Dr.Hal Parker, Parkridge Medical Center says "So whenever anybody comes in with a stroke we are setting up a system so that we can act as fast as we can."
Dr. Hal Parker is an emergency room physician at Parkridge Medical Center. He says acting fast means having a neurologist available immediately to asses the patient.
That's where tele-neurology comes in.
Patsy Bell says "Someone was in their car talking with me able to communicate back and forth what we needed to know."
A neurologist, like Dr. Jarquin Valdivia, can be hundreds of miles away, but he is able to join the hospital via tele-medicine through this robot to perform an immediate patient evaluation.
Dr. Jarquin Valdivia says "When it comes to stroke, speed is essential, the brain is the most vulnerable organ we've got.".
That's why the tele-neurologist gets straight to work evaluating the patient from their bedside in the emergency room.
Dr.
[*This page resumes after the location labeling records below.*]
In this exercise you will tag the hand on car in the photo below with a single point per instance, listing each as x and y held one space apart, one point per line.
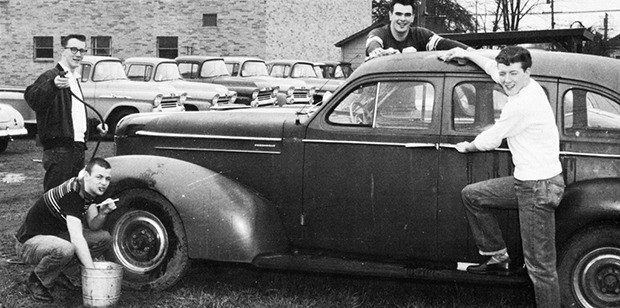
380 52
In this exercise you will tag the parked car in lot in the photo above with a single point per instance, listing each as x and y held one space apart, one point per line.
303 70
200 96
369 181
250 91
334 69
113 95
14 97
294 91
11 125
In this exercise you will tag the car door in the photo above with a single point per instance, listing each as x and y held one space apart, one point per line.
472 104
370 169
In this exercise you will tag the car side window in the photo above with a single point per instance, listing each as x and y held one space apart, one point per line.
139 72
402 104
476 105
590 114
85 72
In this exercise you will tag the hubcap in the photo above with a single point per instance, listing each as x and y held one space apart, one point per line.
596 278
140 241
Hal Parker says "We're able to zoom in and check their pupil reaction to light, we can check NIH stroke scale."
That determines how severe the stroke is. Then the tele-neurologist also reviews laboratory and imaging results in order to decide on the best form of treatment.
Patsy Bell says "I think I got the medical attention I needed there just as if someone were actually with me."
When every minute matters, and there's no on-site specialist available , these doctors available through tele-medicine can make a big difference for patients.